Oggi, passando i giorni affacciati alle finestre o dai terrazzi delle case dove ci troviamo a contare i minuti di un’esistenza sospesa, le città ci appaiono dormienti, deserte.
Sono misure necessarie per il contenimento dei contagi, certo. Giusto. 
Costretti a modificare repentinamente le nostre abitudini, a sospendere le nostre libertà più spicciole, questo ci appare come l'inferno. E questo mi riporta alla mente un altro passaggio del libro, quello finale, lo scambio tra Marco Polo e Kublai Khan si conclude così: "L'inferno dei viventi non è qualcosa che sarà; se ce n'è uno, è quello che è già qui, l'inferno che abitiamo tutti i giorni, che formiamo stando insieme. Due modi ci sono per non soffrirne. Il primo riesce facile a molti; accettare l'inferno e diventarne parte fino al punto di non vederlo più. Il secondo è rischioso ed esige attenzione ed apprendimento continui: cercare e saper riconoscere chi e cosa, in mezzo all'inferno non è inferno, e farlo durare, e dagli spazio".
Ecco, ci troviamo nell'inferno dei viventi, anche se è una condizione dalla quale tutti ci auguriamo di uscire presto e bene, soprattutto per non compromettere il futuro dei nostri figli. Costretti a rifuggire i loro sguardi straniti in questi giorni forse per non dover spiegare loro il perché di una così lunga permanenza a casa o perché non abbiamo risposte adeguate alle loro domande: "quando potremo andare al parco?", "quando torneremo a scuola?", "quando potrò andare a giocare dalla mia amichetta?".

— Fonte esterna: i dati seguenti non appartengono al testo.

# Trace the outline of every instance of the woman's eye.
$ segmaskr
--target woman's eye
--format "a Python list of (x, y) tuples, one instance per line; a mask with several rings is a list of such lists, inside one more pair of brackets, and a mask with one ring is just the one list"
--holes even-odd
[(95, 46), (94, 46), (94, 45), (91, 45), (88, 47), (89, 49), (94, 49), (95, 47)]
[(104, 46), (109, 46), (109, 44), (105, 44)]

Questi innocenti interrogativi aumentano di complessità se rielaborati da un adulto.
Mi domando quanto usciremo cambiati da questa storia, quale sarà la "normalità" del futuro (spero prossimo) e non posso non pensare che ci sarà ancora più bisogno di "quell'attenzione e quell'apprendimento continui" per cercare cosa non sarà inferno e valorizzarlo, farlo durare, dargli spazio. 
Il mio augurio è che diventino, le nostre, comunità mature per intraprendere un cammino,   possibilmente nuovo, mano nella mano.